Advertencia: todos los personajes y situaciones son propiedad intelectual de George R.R. Martin.
Este relato participa en el reto 20 [Una Casa, Un Personaje] del foro "Alas Negras, Palabras Negras".
Storm Drops
Había nacido entre el humo y la sal, el batir de las olas acompañaba sus fantasías, la fría brisa mecía sus sueños. Había crecido entre la roca y el fuego, en el hogar ancestral del dragón, pero aún así se sentía una extraña, una náufraga en ese mar de piedras perdidas, abandonadas por la marea.
Su padre le había contado viejas historias cuando era pequeña y, aún ahora, las creía. Decían que los primeros dragones habían habitado esa pequeña isla, el último bastión de la casa Targaryen, su refugio, su hogar. Por eso habían erigido un imponente castillo, dando forma a la misma piedra que nacía de la montaña, con magia y encantamientos, dragones de piedra, duros e inmutables, guardianes de la fortaleza, ojos ciegos que contemplaban el cielo y el mar, el bramar de las tormentas, sus vidas y sus muertes nada más que instantes para su eternidad.
Rocadragón era un lugar triste y lúgubre, cubierto con una melancólica neblina en las horas bajas, cuando el sol se iba. Nunca le había gustado vivir ahí, pero tampoco conocía nada más; su vida se reducía a aquellos muros lamidos por el océano turbulento. No había visto más que esa minúscula isla perdida, ese era su mundo, su totalidad.

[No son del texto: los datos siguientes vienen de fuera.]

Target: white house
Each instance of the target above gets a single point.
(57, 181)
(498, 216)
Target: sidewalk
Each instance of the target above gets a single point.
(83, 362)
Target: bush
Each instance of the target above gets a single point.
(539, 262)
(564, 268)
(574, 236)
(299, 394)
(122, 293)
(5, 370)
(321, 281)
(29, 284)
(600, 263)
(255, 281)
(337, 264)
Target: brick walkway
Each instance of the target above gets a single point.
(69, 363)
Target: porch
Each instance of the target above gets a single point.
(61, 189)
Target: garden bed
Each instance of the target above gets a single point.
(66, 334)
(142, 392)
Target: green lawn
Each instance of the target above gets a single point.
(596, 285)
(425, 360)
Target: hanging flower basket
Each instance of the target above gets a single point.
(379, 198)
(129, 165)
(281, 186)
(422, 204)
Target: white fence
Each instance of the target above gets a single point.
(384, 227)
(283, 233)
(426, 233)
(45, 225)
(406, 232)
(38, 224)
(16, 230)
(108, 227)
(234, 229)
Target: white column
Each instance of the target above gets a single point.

Sabía que nunca sería una niña bonita o una mujer hermosa, pues su rostro estaba marchito, esbozado en piedra sobre su piel y sus ojos, pintados del mismo azul del ocaso, lucían tristes llenos de la misma melancolía que acosaba a la isla. Decían que era una niña buena y dulce, de carácter apacible, pero pese a ello nadie parecía quererla mucho; sólo el Maestre Cressen y su bufón le sonreían con sinceridad, sinceridad, los demás la miraban con lástima y muchos se reían al pasar; pero ya no le importaba, se había habituado a las burlas y los comentarios despectivos susurrados a sus espaldas, crueles y maliciosos; hasta su madre la despreciaba... Si solo hubiese nacido siendo chico a nadie le importarían las manchas de su piel agrietada, le tratarían con respeto, futuro heredero, pero la desventura quiso hacerla nacer siendo niña y la vida se obstinó cuando la enfermedad casi se la llevaba, obligándola a vivir con la maldición de un rostro desfigurado, la tristeza impregnada en su interior al saberse tan poca cosa, de no tener el valor que merecía, de ser rechazada por aquellos a los que ella quería.
Él era diferente; a veces creía que podía entenderla, que la comprendía. Ambos habían sido excluidos, apartados del resto debido a su nacimiento; ella por ser una niña condenada por su rostro pétreo y él por haber nacido siendo ilegítimo, un bastardo. Sus ojos, un reflejo del mismo mar, la miraban con simpatía y la trataba como a una igual, con amabilidad y cortesía. Y, desde que había llegado se sentía mejor, pues a su lado se sentía menos sola; él le hacía compañía, le alegraba las tardes de estudio con su charla animada y con sus risas, algo que a penas se oía en Rocadragón. A menudo jugaban a perseguirse y buscarse, perdiéndose de la mano por el Jardín de Aegon el Conquistador, habían compartido secretos susurrados en los pasillos, sus ojos siameses brillando con diversión, los dragones como únicos testigos de sus risas sinceras, simultaneas; su familia, su mejor amigo, el único que se preocupaba por hacerla sonreír, por hacer brillar aquellos ojos bonitos de dicha, de contento.
Pero se había marchado, abandonándola, dejándola sola y triste de nuevo, pues con él partía toda la alegría, toda la felicidad. Le habían arrebatado la única persona capaz de animarla, disipar las brumas de melancolía, de enseñarle a sonreír. Y cada noche subía a las alamedas, abrazando fuertemente a las gárgolas, rogando por volver a verle, para que regresara con ella, para poder hacer de aquel lugar inhóspito un hogar para su corazón.